Consumer Confidence Plummets—Stocks Will Soar
The consumer is feeling it, but the future is brighter. The shutdown will end, the tariffs will go away. AI will still lead. But inflation will push the stock market through the roof.
The University of Michigan Consumer Sentiment Index was released Friday, and the number was basically in the gutter. When you think about it, why wouldn’t it be? The tariffs, which have pushed consumer prices upwards are impacting families across the board; especially at the grocery store. Then there is the government shutdown, which is now the longest ever. This has impacted services, especially the government SNAP program; again, food.
Will a deal happen? Absolutely! The Senate just passed something that is headed to the House.
Then, there are the tariffs, which Justices appeared highly dubious of their constitutionality in last week’s hearing. More likely than not, the tariffs go away (I would expect results will be released within 2-6 months—the timing is difficult to decide as factors of how divided the court is, or who does the writing, are the real factors in how long it takes to get a decision).
Looking beyond these major factors are the best thing to do at this point. It is this, that I have been focusing on over the past few months. The tariffs will go away. Then, there will be a massive hole in the budget. The Federal Reserve will dilute that debt, and that means an infinite amount of inflation is coming. Prices of all assets will move higher and higher to include, stocks, gold, crypto, housing, and many other classes.
Keep an eye on the bond yields as that is what will be next to make its move.
If The Tariffs Are Shot Down
The tariffs are unconstitutional. They’ve been declared so by multiple courts, and it does not take a rocket science degree to think this through. When the question of the constitutionality of the tariffs hit the Supreme Court, the Justices were highly doubtful.
Think through the process of the tariffs being struck down from this point. First, consumers will get a break for everything they buy, especially food products. This will reaccelerate economic activity. This will help draw in business expansion with hiring all over again. The unemployment rate remains low at what economists currently think is ~4.5%—there’s no data! This is still considered full employment. If the consumer begins spending again at a growing rate on more and more products, this will push economic activity rapidly upward.
Keep in mind something I have said over and over again: Personal Incomes are a finite number. The tariffs are a tax. This taxation is a direct tax on consumption. This removes potential economic activity if the government taxes consumers; via their respective finite personal incomes. If the government shaves down that income level, there is less to spend in the consumer-driven economy. While it is true that the taxed income would be spent within the economy, it is done so at a less efficient rate.
Given all of this, with the tariffs more likely than not going away, the debt will need to be considered.
The US debt burden is widening, and removing a key taxation method is only going to make that far worse.
Debt-To-GDP Percentage Will Surge
I fully expect this chart above to expand further upward once the tariffs are struck down.
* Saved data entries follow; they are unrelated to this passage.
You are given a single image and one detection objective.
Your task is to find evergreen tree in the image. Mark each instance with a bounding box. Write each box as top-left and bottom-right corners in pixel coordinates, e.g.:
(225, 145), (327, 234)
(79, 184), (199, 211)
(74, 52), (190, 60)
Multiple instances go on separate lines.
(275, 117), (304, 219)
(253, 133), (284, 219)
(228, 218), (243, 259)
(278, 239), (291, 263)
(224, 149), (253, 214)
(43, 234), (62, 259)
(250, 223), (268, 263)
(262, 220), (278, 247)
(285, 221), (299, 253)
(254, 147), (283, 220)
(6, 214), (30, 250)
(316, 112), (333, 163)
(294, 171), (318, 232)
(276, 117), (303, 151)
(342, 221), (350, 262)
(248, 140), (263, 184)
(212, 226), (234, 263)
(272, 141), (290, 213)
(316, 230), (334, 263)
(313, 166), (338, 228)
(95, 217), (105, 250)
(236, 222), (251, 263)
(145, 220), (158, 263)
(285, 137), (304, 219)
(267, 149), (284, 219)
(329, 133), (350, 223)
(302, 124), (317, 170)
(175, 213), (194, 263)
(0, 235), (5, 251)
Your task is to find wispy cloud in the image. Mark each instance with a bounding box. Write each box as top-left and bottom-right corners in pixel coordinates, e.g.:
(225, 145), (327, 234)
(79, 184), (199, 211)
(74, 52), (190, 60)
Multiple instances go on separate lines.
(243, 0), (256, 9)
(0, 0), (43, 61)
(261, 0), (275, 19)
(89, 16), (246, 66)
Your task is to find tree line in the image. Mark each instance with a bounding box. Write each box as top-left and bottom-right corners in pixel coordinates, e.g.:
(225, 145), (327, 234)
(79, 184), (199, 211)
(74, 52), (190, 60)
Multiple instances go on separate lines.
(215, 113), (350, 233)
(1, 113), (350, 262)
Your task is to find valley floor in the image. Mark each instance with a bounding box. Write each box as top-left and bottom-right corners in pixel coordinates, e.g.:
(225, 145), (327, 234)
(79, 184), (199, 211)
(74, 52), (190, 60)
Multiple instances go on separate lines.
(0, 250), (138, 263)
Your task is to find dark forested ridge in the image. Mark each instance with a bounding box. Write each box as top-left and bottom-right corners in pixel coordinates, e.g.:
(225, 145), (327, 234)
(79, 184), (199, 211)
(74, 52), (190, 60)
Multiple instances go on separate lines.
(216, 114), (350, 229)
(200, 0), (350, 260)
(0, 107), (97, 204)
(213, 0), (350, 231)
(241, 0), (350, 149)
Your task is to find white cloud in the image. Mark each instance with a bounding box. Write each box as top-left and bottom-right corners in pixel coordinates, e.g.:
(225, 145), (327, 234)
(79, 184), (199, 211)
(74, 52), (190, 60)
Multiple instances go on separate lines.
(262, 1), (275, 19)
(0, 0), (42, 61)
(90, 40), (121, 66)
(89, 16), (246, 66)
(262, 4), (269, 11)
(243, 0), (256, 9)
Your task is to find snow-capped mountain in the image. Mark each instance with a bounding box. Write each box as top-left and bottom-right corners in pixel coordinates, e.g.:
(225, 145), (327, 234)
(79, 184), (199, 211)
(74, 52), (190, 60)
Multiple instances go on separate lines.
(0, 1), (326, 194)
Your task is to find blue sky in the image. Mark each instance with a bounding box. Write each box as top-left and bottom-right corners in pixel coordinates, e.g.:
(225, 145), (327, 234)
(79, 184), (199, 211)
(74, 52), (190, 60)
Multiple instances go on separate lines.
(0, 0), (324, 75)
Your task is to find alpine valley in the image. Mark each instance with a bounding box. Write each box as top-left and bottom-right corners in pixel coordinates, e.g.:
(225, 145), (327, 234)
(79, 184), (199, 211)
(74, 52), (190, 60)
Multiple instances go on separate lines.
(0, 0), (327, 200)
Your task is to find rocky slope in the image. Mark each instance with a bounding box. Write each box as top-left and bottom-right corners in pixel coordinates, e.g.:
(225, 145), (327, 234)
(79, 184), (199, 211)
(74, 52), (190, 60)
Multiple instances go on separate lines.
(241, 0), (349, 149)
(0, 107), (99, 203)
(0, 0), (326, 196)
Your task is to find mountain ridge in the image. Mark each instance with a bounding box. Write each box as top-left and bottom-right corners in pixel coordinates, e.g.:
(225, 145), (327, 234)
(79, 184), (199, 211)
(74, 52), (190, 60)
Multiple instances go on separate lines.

There will be a penalty for that in the form of higher interest rates for US Treasuries.
The Federal reserve will need to '“deflate” that debt, and by deflate, what I am really saying is there will be more and more inflation coming. With all of this debt, the money supply will expand—along with renewed economic activity.
What The Yield Curve Is Telling Us
The Federal Reserve has signaled that they are not necessarily going to lower rates at the December meeting. The yield curve is starting to move higher on the long end; this has started to move quickly over the following few days.
The Fed typically targets the short end of the curve, and although the shorter end has responded to the latest interest rate cut by the Fed, the long end is moving up.
The taxes being collected by the government from the tariffs will vanish. Those tax dollars were a key aspect of paying for the Big Beautiful Bill. Where will the funds to pay for the bill come from without the tariffs?
The Money Supply Will Expand
All of the debt that is being printed by the Federal government will require money. Funds from around the world will be brought in to pay for the debt. But US citizens, ultimately, are going to have to pay for that debt via taxes. In order to blunt that, the money supply will be expanded. By doing that, deflating the value of the debt, inflation will happen. All asset prices will increase in value. Prices across the board will move even higher. This is not necessarily a short-term effect as much as it is a longer-term move.
The AI Trade is Still Trading
The news on the Senate bill passage pushed the markets back up. This is one of the hurdles being cleared that really did not seem to bother the stock market much. I expect that this trend will continue as the world gears up for the AI economy.
While this is overall positive for the economy, the prices being paid by consumers is stretching them thin.
Consumer Staples Sector—the only sector in the negative
A good indicator as to how far the consumer is stretched, the only sector of the 11 sectors that is in the negative for the year is the consumer staples sector. Consumers have been stretched beyond reason, and the stocks within the consumer sector have not performed nearly as well as the AI-loaded stock—if only Coca Cola and Procter & Gamble can figure out how to produce AI versions of their products.
The reality is that AI is good for investment within the economy. But our economy is not AI, and is not functioning properly—it will likely get worse.